The US Cybersecurity and Infrastructure Security Agency (CISA) has added three new vulnerabilities to its Known Exploited Vulnerabilities (KEV) catalog, after evidence of active exploitation. The vulnerabilities are:

• CVE-2023-28432, a MinIO information disclosure vulnerability.
• CVE-2023-27350, an improper access control vulnerability in PaperCut MF/NG.
• CVE-2023-2136, a Google Chrome Skia integer overflow vulnerability.

MinIO maintainers said the information disclosure flaw disclosed all environment variables in a cluster deployment. As many as 18 unique malicious IP addresses from five countries attempted to exploit the flaw over the past 30 days. Threat intelligence firm GreyNoise also noted that an older version of MinIO that’s vulnerable to CVE-2023-28432 was being used in a reference implementation provided by OpenAI for developers to integrate their plugins to ChatGPT. Another flaw affecting PaperCut print management software has been addressed by the vendor.
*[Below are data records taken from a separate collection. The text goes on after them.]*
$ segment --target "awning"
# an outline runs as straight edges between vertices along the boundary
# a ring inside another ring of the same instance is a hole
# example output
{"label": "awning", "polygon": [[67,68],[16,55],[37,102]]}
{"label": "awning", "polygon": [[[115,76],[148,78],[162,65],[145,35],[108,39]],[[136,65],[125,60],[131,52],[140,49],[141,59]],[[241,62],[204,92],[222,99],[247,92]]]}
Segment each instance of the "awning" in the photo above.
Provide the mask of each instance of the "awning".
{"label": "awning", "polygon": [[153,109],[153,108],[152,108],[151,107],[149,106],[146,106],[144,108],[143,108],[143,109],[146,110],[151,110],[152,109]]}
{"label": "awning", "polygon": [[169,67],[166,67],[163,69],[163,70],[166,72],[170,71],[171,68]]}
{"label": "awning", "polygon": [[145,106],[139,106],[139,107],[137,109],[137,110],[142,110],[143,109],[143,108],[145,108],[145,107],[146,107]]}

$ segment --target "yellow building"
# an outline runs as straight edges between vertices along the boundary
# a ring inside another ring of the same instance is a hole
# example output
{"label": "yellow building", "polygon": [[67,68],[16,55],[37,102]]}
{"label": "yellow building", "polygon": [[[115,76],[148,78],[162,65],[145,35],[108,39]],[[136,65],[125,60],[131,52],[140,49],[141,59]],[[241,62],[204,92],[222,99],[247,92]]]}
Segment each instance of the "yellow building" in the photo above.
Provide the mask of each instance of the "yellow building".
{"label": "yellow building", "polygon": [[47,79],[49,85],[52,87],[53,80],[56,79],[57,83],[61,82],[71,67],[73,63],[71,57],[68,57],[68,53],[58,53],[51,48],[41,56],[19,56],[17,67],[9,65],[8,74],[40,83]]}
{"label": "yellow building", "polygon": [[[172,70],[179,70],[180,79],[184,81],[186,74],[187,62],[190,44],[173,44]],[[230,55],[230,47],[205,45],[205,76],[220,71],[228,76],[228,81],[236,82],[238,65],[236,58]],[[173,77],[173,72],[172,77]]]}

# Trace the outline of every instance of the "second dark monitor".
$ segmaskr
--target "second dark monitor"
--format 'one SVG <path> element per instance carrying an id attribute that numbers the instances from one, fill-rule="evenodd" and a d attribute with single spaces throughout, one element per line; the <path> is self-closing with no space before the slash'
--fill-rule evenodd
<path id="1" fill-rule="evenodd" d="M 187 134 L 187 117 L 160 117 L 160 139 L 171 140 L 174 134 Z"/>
6. Two Critical Flaws Found in Alibaba Cloud’s PostgreSQL Databases

A chain of two critical flaws has been disclosed in Alibaba Cloud’s ApsaraDB RDS for PostgreSQL and AnalyticDB for PostgreSQL that could be exploited to breach tenant isolation protections and access sensitive data belonging to other customers. The vulnerabilities potentially allowed unauthorized access to Alibaba Cloud customers’ PostgreSQL databases and the ability to perform a supply chain attack on both Alibaba database services, leading to an RCE on Alibaba database services. In a nutshell, the vulnerabilities – a privilege escalation flaw in AnalyticDB and a remote code execution bug in ApsaraDB RDS – made it possible to elevate privileges to root within the container, escape to the underlying Kubernetes node, and ultimately obtain unauthorized access to the API server. Armed with this capability, an attacker could retrieve credentials associated with the container registry from the API server and push a malicious image to gain control of customer databases belonging to other tenants on the shared node.

7. Exploit Released For PaperCut Flaw Abused To Hijack Servers

Attackers are exploiting severe vulnerabilities in the widely-used PaperCut MF/NG print management software to install Atera remote management software to take over servers.
The software’s developer claims it’s used by more than 100 million users from over 70,000 companies worldwide.
The two security flaws (tracked as CVE-2023-27350 and CVE-2023-27351) allow remote attackers to bypass authentication and execute arbitrary code on compromised PaperCut servers with SYSTEM privileges in low-complexity attacks that don’t require user interaction.
Both of these vulnerabilities have been fixed in PaperCut MF and PaperCut NG versions 20.1.7, 21.2.11 and 22.0.9 and later. It is  recommended upgrading to one of these versions containing the fix.